Because writing on a white piece of paper just is NOT the same.
Well, today was my last real day of break, I guess, since tomorrow I'll probably stay home and watch football or something. I really should visit Josh, if only to get my DBZ cds from him, so maybe I'll try calling him tomorrow.
I had fun today. I always have a good time with Eric and Matty, because they are very down to Earth and we can all just chill. Steve tells me Amy#2 wants to call me and misses me and says "hi", but I can never take what he says at face value anymore. He lies about everything in his life, so I'm just going to play it as if he hadn't said anything. Eric is really a great friend, though. I can talk to him about pretty much everything in my life, and he's cool about it.
Melody tried calling me while I was out, then emailed me not once, but twice. Hmm.. Well, if she doesn't call tomorrow, maybe I'll call her. I never did get around to calling Ronnie. It's just that I guess I really don't have a real reason to call her other than to just talk with her, so I haven't really got the balls.

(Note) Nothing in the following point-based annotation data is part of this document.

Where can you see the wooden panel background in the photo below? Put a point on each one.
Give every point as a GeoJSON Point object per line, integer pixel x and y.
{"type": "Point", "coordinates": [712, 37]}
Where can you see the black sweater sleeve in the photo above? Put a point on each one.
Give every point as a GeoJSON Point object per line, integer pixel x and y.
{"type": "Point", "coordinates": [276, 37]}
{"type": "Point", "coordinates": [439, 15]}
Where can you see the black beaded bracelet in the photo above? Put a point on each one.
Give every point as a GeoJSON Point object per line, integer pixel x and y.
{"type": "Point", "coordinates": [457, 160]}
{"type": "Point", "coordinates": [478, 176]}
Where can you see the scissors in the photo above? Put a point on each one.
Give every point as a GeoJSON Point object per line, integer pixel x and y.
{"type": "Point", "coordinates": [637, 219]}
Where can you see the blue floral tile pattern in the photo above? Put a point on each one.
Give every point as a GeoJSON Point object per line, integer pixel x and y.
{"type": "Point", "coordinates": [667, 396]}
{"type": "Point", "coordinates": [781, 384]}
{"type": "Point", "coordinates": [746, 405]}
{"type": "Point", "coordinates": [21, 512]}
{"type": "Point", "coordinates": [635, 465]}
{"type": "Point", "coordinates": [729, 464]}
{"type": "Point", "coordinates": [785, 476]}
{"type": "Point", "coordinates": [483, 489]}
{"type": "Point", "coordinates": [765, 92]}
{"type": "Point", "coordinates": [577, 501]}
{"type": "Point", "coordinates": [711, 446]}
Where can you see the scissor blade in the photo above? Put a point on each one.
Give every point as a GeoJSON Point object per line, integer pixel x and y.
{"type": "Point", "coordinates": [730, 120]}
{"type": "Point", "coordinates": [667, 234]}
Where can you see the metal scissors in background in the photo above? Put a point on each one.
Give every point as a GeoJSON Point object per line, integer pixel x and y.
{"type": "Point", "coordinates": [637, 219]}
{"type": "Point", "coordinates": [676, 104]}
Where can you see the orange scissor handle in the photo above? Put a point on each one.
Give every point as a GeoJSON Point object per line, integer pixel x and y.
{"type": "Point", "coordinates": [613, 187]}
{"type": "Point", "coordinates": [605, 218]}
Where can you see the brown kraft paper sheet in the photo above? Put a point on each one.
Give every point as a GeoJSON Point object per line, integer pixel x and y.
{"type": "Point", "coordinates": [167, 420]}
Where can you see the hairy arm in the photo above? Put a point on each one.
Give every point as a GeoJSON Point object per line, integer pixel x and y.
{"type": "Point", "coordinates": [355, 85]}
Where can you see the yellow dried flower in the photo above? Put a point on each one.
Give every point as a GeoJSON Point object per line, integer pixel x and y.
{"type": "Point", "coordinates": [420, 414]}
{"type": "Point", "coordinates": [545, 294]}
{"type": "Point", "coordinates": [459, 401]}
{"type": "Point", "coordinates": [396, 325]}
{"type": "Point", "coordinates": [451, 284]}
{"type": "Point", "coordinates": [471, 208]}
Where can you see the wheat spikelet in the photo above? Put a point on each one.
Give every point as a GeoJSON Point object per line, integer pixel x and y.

I hate writing on this paper. It's like each entry is an autonomous unit, and it's not a progression from all my past entries. When I would have a book, it was like with each entry would come experience and I could look back on those entries and learn from them, so as I got closer to the end of the book, I had grown that much more and could use past experience to explain current experience. It's just not the same just writing on [loose] paper. It's like TV shows that don't go anywhere and have a solid beginning, middle, and ending, and that's it. With my book, it was more like TV shows that continue from the last episode and we watch the characters grow, physically and mentally. Even as I approach the end of this page, I don't want to turn it over and start on the back of the blank page because I feel like I should be writing something important. Well, I'm stopping now so I don't have to.